Streaming tech was so dominant that it’s worth listing the relevant honourees in full: Akamai, Amazon Web Services, Anvato, ATEME, Beamr, Bitmovin, Brightcove, Encoding.com, Envivio, Face­book, Google, Harmonic, mDialog, Media­Kind, Netflix, RGB Networks, Seawell, and SSIM­WAVE. (For the complete list, see go2sm.com/techemmy.) It’s certainly not the first time NATAS has honoured streaming companies, but it’s never honoured quite so many at once. And even when broad­cast organ­isations like the BBC, the European Broad­casting Union, and Digital Video Broadcasting made the list, they did so for streaming-related efforts.

So why is that? For once, I think we can point to a change and be fairly confident that COVID-19 was not the driving force behind it. The pandemic ground almost all episodic and cinematic video production to a halt in 2020, whether for Netflix or NBC, so it’s not like OTT had an unfair advantage in that department.
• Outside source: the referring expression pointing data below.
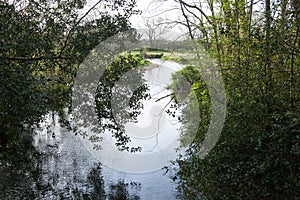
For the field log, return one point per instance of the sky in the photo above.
(157, 10)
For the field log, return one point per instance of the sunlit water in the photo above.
(65, 162)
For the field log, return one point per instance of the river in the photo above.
(68, 168)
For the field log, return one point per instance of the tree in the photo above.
(42, 45)
(155, 30)
(258, 54)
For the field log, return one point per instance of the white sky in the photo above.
(157, 9)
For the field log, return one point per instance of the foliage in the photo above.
(114, 113)
(258, 54)
(42, 44)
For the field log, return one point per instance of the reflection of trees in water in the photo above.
(24, 185)
(120, 92)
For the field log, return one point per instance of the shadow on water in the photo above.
(60, 167)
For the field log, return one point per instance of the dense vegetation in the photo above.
(257, 155)
(42, 44)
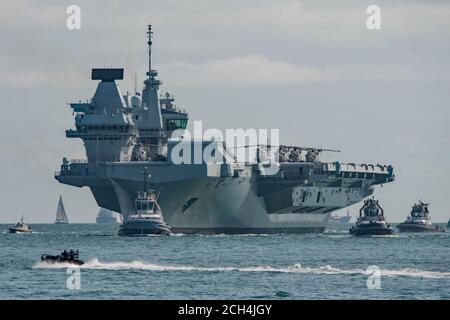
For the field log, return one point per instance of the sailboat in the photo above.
(61, 216)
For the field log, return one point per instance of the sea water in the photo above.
(332, 265)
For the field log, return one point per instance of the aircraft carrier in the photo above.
(126, 135)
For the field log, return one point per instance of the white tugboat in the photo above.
(419, 220)
(61, 216)
(371, 220)
(147, 218)
(20, 227)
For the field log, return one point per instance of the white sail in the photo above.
(61, 216)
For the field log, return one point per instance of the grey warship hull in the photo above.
(211, 199)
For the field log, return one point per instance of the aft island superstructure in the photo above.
(125, 136)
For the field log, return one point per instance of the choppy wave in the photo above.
(296, 268)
The explanation lies in the award criteria themselves. According to NATAS, the technical Emmys go to “a living individual, a company, or a scientific or technical organization for developments and/or standardization involved in engineering technologies that either represent so extensive an improvement on existing methods or are so innovative in nature that they materially have affected television.”

Streaming tech has been doing that for years, but it has now overtaken cable and broadcast tech as the driving force behind innovation in television. This year’s technical Emmys are just another confirmation of what those of us in the industry have known for years: streaming is television.